FELICITY KAVANAGH

I am a cradle Catholic, mature in years. In my childhood the importance of daily prayer and the benefits of frequenting the sacraments, particularly receiving Jesus in Holy Communion, were emphasised. My journey of becoming closer to God has been a long slow one without dramatic events, but with much side stepping on my part. It is through lack of confidence, a fear of failure with a sense of helplessness, that my journey progressed and my faith deepened.

I had experienced major personal bereavement and my work as a nurse in the local community had brought me into close contact with death, dying and bereavement. However, outside work I went to considerable lengths to avoid facing anyone who was stricken by grief following the death of a loved one, because I felt so helpless, there was nothing I could do for them. Early in the 1980s a new course was offered in our parish in Harrow for those who felt they would like to help those who were bereaved. Thinking that this may help me in my work as a community nurse I decided to do this course.

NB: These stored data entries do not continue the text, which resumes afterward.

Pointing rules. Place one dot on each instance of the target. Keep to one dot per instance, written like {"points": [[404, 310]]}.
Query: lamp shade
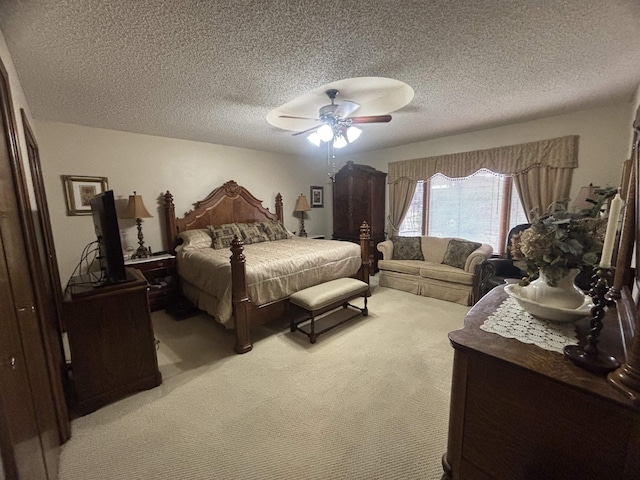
{"points": [[301, 204], [136, 208]]}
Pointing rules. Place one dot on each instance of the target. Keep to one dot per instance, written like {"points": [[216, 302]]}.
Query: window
{"points": [[482, 207]]}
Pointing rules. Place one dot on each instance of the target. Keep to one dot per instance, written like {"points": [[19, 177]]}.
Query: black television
{"points": [[105, 221]]}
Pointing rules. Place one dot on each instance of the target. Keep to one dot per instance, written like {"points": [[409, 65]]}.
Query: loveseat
{"points": [[444, 268]]}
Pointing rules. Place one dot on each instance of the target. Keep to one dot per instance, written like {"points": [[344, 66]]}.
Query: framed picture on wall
{"points": [[79, 190], [317, 197]]}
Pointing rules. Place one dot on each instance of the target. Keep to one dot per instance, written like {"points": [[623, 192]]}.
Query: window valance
{"points": [[509, 160]]}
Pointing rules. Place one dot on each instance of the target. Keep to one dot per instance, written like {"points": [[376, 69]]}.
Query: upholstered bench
{"points": [[325, 297]]}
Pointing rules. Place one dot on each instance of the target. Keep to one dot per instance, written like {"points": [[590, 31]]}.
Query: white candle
{"points": [[610, 236]]}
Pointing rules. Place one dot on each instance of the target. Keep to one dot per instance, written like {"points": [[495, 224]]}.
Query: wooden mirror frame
{"points": [[627, 376]]}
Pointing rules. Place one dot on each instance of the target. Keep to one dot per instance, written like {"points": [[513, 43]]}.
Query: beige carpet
{"points": [[370, 400]]}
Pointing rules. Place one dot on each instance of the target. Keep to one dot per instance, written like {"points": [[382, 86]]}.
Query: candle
{"points": [[610, 236]]}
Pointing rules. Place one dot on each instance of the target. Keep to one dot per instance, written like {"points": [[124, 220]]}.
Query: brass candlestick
{"points": [[589, 357]]}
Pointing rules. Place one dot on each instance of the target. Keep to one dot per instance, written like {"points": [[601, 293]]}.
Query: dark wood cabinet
{"points": [[160, 272], [520, 412], [113, 352], [359, 196]]}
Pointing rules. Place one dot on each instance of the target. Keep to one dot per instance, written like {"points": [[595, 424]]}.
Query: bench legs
{"points": [[312, 334]]}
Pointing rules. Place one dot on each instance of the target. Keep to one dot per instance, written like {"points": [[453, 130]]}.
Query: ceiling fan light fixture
{"points": [[314, 138], [353, 133], [325, 132]]}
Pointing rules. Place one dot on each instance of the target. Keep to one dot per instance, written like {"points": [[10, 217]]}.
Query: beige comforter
{"points": [[274, 269]]}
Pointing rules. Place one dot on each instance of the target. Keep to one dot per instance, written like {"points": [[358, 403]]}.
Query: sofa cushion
{"points": [[458, 251], [412, 267], [406, 248], [446, 273], [433, 248]]}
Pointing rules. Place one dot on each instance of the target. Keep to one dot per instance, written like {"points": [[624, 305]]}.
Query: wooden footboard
{"points": [[232, 203]]}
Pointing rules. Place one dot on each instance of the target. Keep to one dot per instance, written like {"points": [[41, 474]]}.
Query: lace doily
{"points": [[511, 321]]}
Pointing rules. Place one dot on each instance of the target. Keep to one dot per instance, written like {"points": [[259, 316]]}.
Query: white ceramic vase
{"points": [[564, 295]]}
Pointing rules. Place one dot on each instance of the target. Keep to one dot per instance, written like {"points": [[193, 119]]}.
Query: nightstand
{"points": [[160, 272]]}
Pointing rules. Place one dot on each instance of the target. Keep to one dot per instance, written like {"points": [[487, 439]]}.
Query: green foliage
{"points": [[558, 241]]}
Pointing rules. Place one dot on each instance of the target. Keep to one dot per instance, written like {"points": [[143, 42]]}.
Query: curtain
{"points": [[400, 195], [539, 187], [542, 170]]}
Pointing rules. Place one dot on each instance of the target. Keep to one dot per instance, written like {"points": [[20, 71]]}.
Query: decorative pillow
{"points": [[275, 230], [406, 248], [458, 251], [223, 234], [193, 239], [252, 233]]}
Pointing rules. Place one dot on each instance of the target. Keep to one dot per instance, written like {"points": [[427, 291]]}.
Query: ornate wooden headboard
{"points": [[229, 203]]}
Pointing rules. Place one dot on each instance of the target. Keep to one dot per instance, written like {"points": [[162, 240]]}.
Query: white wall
{"points": [[19, 101], [605, 142], [151, 166]]}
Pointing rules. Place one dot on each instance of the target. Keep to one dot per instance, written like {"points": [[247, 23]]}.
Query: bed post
{"points": [[364, 250], [279, 208], [239, 297], [170, 222]]}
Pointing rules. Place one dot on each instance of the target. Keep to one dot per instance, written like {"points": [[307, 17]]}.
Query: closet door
{"points": [[30, 435]]}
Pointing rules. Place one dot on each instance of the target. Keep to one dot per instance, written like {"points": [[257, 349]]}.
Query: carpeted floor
{"points": [[370, 400]]}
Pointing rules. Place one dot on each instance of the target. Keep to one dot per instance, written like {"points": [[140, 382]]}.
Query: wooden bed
{"points": [[232, 203]]}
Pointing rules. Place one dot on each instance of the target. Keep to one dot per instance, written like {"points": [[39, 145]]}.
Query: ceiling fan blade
{"points": [[298, 118], [306, 131], [346, 108], [371, 119]]}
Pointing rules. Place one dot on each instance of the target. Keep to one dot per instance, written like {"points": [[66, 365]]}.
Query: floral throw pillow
{"points": [[275, 230], [406, 248], [194, 239], [223, 234], [458, 251], [252, 233]]}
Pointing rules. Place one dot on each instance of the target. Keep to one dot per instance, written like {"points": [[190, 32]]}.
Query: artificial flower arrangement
{"points": [[561, 240]]}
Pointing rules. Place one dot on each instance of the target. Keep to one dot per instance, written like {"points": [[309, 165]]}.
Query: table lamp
{"points": [[136, 209], [302, 206]]}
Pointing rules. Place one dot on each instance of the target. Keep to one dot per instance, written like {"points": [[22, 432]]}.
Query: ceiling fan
{"points": [[335, 122]]}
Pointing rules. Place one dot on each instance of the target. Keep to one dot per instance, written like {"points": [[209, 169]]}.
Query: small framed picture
{"points": [[79, 190], [317, 197]]}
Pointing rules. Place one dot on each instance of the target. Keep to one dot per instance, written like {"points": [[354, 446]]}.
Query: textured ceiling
{"points": [[212, 70]]}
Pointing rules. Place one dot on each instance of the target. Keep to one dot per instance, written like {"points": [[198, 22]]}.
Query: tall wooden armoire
{"points": [[358, 196]]}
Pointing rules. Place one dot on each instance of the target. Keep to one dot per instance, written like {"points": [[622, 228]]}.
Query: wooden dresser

Some of us who had done this course formed a group, which soon became known as the Bethany Support group. The main aim was to give support to those in our community who were bereaved. Soon the Bethany Support group spread to other parishes as we organized the training in other parishes. In 1996 after my husband and I moved to Spalding in Lincolnshire, I took up a new post of bereavement support coordinator for a local funeral director so I initiated the development of the Bethany Support group there.

Thus for 24 years I had the privilege of working, in both a professional and voluntary capacity, with the bereaved. I learnt to think of myself as God’s instrument and by this I understood that there was an integral relationship between my faith and my work. Yes, sometimes I was afraid of my helplessness in the face of their pain. This was counteracted by my short doorstep prayer of

’Lord, help me to remember there is nothing going to happen today that you and I together cannot handle’.

The greatest wonder of our Christian faith is the Incarnation. God because He loved us so much became human in the person of Jesus. God wanted us so much to be one with Him that in Jesus God shared all human experiences and emotions including sadness, fear, grief and agony. All this unites Jesus to me and (sometimes through me) to the one who is bereaved. For me it is a question of love shared; the love that Jesus has for me is what I can, indeed I must, give to others, particularly those who are bereaved.

Many of those I visited said they did not have any particular religious faith; many said they would never be able to cope, but many found hidden (God given) strength. I received much support from being a witness to God’s healing and transforming love manifested in a person coping and coming through grief to an acceptance of what had happened. As each person told of his/her unique experience I was confident of Jesus’ presence and that we were united to Him in hope even if the bereaved person was not aware of it at that time.

Recently we have moved to Shropshire to be near some of our family, so I am settling into a new parish. I reflect on the lives of many bereaved persons that I have been privileged to share and through whom I have learnt that ‘listening’ and ‘being with’ are often more important than ‘doing‘. It is not about ‘me’ but ‘Christ with - in me’.